The description of the presented case is quite interesting, however, some issues, especially in the field of pharmacotherapy, are described in a rudimentary way and a vague manner. There is no information on the dosage of immunosuppressants, whether they were modified at the rate of renal deterioration, or adjusted to concentration measurements. Some linguistic errors (typos, stylistic errors) in the manuscript require correction. To sum up, the work is interesting and should be consider with a little revision.

Author Response

Dear reviewer,

Thank you very much for your revision.

The dosage of MMF and tacrolimus has been added, also the range of levels of tacrolimus in blood has been added.


"Induction was performed with Basiliximab and maintenance with tacrolimus (Advagraf) 4 mg in the morning, mophetil mycophenolate (MMF) 500 mg twice daily and prednisone 5 mg."

"The patient was receiving 4 mg of tacrolimus and had stable levels ranging from 4.7 to 7.6 ug/L. Due to the persistence of proteinuria and oedema, prednisone at 1 mg/kg was started. Afterwards tacrolimus levels decreased slightly to 3.7-5.6 ug/L, but the tacrolimus dose was unchanged."

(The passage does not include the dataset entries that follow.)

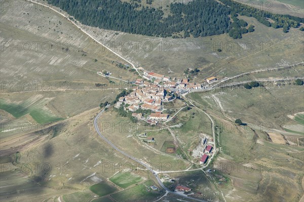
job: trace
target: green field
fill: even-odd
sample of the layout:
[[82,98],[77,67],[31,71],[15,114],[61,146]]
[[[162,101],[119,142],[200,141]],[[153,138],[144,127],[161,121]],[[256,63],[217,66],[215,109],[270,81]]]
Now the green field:
[[119,173],[111,177],[110,181],[122,188],[127,188],[142,180],[139,176],[129,173]]
[[80,191],[62,196],[62,198],[65,202],[89,201],[92,197],[92,195],[84,191]]
[[91,202],[111,202],[113,200],[111,200],[110,198],[108,198],[107,197],[104,196],[104,197],[101,197],[95,198],[95,199],[91,200]]
[[119,201],[143,201],[155,200],[159,194],[153,192],[148,187],[153,185],[151,181],[145,182],[122,192],[111,195]]
[[100,183],[91,186],[89,189],[99,196],[110,194],[115,191],[117,189],[104,183]]
[[164,142],[164,144],[163,144],[163,146],[162,146],[161,151],[163,152],[166,152],[166,150],[167,149],[167,147],[175,147],[174,142],[173,141],[165,141],[165,142]]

English and other typos have also been corrected.

Reviewer 2 Report

This case report outlines 1 patient with collapsing GN (CG) following COVID vaccination.

1. The literature review seems incomplete. This is not the first case of CG in a kidney transplant recipient, although this case was active COVID infection: https://doi.org/10.1681/ASN.2020060804. 

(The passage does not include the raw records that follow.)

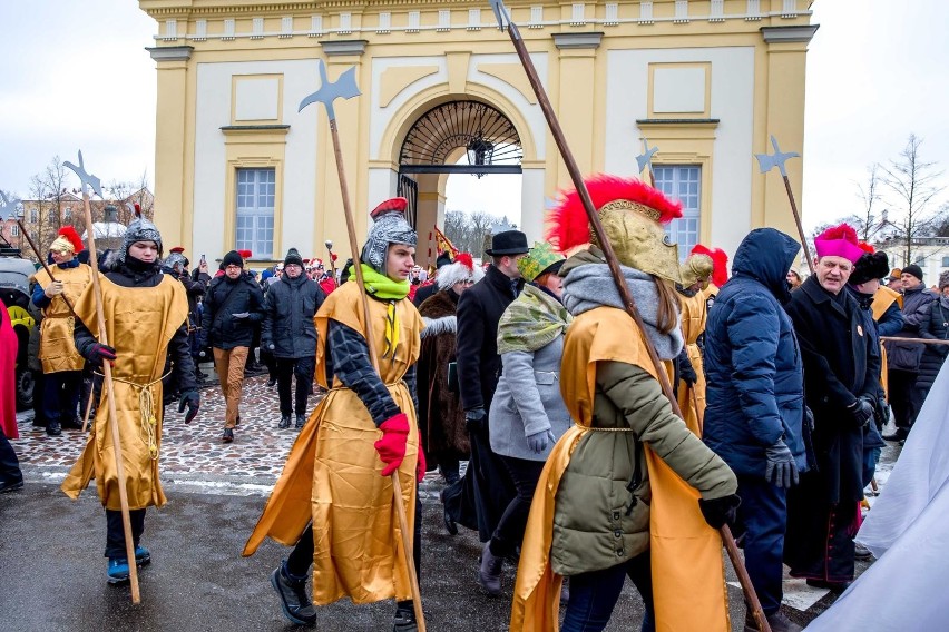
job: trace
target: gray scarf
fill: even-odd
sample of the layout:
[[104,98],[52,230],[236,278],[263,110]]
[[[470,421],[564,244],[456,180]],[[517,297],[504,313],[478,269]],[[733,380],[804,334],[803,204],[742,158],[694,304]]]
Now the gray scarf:
[[[619,269],[643,317],[646,335],[656,347],[659,358],[676,357],[684,344],[681,317],[676,316],[677,324],[672,332],[659,333],[656,328],[659,300],[653,277],[626,266],[619,266]],[[597,307],[616,307],[625,310],[619,299],[619,290],[616,289],[613,275],[609,274],[609,267],[606,264],[587,264],[573,268],[564,278],[564,305],[574,317]]]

This case report would benefit from a table to outline the literature on CG and COVID infection and vaccination.

2. Did this patient have other comorbidties? Was he tested for active COVID infection? 

3. The term COVAN seems to be reserved for those wit 2 APOL1 risk variants. You mention that your patient's analysis was negative, so zero risk variants were determined? This needs clarification and the discussion needs to relate this patient to other cases of CG and how they compare and contrast.

Author Response

Dear reviewer,

Thank you very much for your review. I will address all the comments.

  1. Indeed, there are other cases of Collapsing Glomerulopathy in Sars-Cov2 infection, also in kidney transplant recipients, as you point in https://doi.org/10.1681/ASN.2020060804 and also in https://doi.org/10.5500/wjt.v11.i11.480. In this last article every case of Collapsing Glomerulopathy after Sars-Cov2 infection was recorded in a table. Both references have been added to the article. On the other hand, thanks to your suggestion, we have added two tables summarizing the five cases of Collapsing Glomerulopathy after Sars-Cov2 vaccination previously published.
  2. The patients did not have any other comorbidities. He was not tested for Sars-Cov2 infection on the onset of the nephrotic syndrome, but serologies for Sars-Cov2 both anti-N and anti-S IgG were negative on the follow-up, and IgG producing mBc were not detected. As referenced, mostly all patients elicit humoral response shortly after Sars-Cov2 infection, so these findings suggest that this case was not secondary to an infection.
  3. The determination of the APOL1 risk variants has been clarified. Our patient was G0/G0, so no risk variants were identified. As pointed out in https://doi.org/10.1681/asn.2021070931 (added as a reference now) most but not all patients with collapsing glomerulopathy following Sars-Cov2 infection do have risk alleles. Besides, one of the patients in the literature developing CG after Sars-Cov2 vaccination was G1/G0, a genotype not associated with renal diseases. Therefore, COVAN is a term that refers to every Collapsing Glomerulopathy after Sars-Cov2 vaccination, independently of the presence of APOL1 risk variants to develop it (although most of the patients do present them).

Thank you very much

Round 2

Reviewer 2 Report

The suggested changes have been made.